Objective: To describe a syndrome of peripheral lipodystrophy (fat wasting of the face, limbs and upper trunk), hyperlipidaemia and insulin resistance in patients receiving potent HIV protease inhibitor therapy.
Design: Cross-sectional study.
Setting: Outpatient clinic of a university teaching hospital.
Patients: HIV-infected patients either receiving at least one protease inhibitor (n=116) or protease inhibitor-naive (n=32), and healthy men (n=47).
Interventions and main outcome measures: Lipodystrophy was assessed by physical examination and questionnaire and body composition by dual-energy X-ray absorptiometry. Fasting triglyceride, cholesterol, free fatty acid, glucose, insulin, C-peptide and fructosamine levels, other metabolic parameters, CD4 lymphocyte counts, and HIV RNA load were also assessed.
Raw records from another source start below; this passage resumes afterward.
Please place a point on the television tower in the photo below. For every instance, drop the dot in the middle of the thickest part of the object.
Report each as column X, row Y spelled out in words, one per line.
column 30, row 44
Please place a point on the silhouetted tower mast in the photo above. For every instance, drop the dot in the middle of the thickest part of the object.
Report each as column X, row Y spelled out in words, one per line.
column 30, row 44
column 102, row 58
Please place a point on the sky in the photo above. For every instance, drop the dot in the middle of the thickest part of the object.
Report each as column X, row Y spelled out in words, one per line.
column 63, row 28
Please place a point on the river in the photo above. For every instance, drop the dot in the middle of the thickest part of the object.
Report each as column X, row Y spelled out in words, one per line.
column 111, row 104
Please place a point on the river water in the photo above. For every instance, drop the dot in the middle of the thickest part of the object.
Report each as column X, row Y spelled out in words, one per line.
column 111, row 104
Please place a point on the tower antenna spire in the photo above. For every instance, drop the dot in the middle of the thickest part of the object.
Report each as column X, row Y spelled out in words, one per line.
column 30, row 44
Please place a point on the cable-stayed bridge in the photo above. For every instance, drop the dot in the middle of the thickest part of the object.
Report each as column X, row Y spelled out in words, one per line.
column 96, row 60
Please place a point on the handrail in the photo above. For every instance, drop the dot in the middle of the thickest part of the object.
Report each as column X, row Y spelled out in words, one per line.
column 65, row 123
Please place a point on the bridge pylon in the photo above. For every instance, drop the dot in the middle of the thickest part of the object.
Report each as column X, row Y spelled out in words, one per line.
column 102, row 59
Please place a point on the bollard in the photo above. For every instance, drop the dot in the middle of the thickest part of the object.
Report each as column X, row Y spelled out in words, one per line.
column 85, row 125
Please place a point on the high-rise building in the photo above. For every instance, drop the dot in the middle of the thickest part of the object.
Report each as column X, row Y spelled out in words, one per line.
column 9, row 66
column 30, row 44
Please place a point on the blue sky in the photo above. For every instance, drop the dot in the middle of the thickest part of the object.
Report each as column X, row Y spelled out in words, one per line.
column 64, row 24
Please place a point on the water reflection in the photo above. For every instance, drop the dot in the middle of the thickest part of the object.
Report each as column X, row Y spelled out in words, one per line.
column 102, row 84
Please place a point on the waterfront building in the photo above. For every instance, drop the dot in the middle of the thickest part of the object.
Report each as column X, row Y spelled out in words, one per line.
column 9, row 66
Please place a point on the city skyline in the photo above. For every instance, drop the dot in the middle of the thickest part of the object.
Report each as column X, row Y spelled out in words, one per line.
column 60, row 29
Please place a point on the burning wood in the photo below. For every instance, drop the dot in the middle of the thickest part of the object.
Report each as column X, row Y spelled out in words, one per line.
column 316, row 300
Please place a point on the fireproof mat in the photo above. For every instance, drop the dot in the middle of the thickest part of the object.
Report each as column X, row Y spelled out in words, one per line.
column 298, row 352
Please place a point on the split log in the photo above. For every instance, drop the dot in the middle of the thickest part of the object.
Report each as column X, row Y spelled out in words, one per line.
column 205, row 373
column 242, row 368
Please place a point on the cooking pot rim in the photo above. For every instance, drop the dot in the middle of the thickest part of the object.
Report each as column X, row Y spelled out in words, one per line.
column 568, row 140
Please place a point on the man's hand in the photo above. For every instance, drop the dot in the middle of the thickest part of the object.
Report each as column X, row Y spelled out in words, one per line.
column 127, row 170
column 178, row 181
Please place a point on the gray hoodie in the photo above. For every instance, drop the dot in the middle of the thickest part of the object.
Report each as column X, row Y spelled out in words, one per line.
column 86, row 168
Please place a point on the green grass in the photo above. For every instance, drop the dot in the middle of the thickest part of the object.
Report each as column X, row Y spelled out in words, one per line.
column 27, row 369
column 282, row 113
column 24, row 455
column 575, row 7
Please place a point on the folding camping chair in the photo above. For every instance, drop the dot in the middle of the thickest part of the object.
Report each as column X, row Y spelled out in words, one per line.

Results: HIV protease inhibitor-naive patients had similar body composition to healthy men. HIV protease inhibitor therapy was associated with substantially lower total body fat (13.2 versus 18.7 kg in protease inhibitor-naive patients; P=0.005), and significantly higher total cholesterol and triglyceride levels. Lipodystrophy was observed clinically in 74 (64%) protease inhibitor recipients after a mean 13.9 months and 1(3%) protease inhibitor-naive patient (P=0.0001). Fat loss occurred in all regions except the abdomen after a median 10 months. Patients with lipodystrophy experienced a relative weight loss of 0.5 kg per month and had significantly higher triglyceride, cholesterol, insulin and C-peptide levels and were more insulin-resistant than protease inhibitor recipients without lipodystrophy. Patients receiving ritonavir and saquinavir in combination had significantly lower body fat, higher lipids and shorter time to lipodystrophy than patients receiving indinavir. Three (2%) patients developed new or worsening diabetes mellitus.
Conclusion: A syndrome of peripheral lipodystrophy, hyperlipidaemia and insulin resistance is a common complication of HIV protease inhibitors. Diabetes mellitus is relatively uncommon.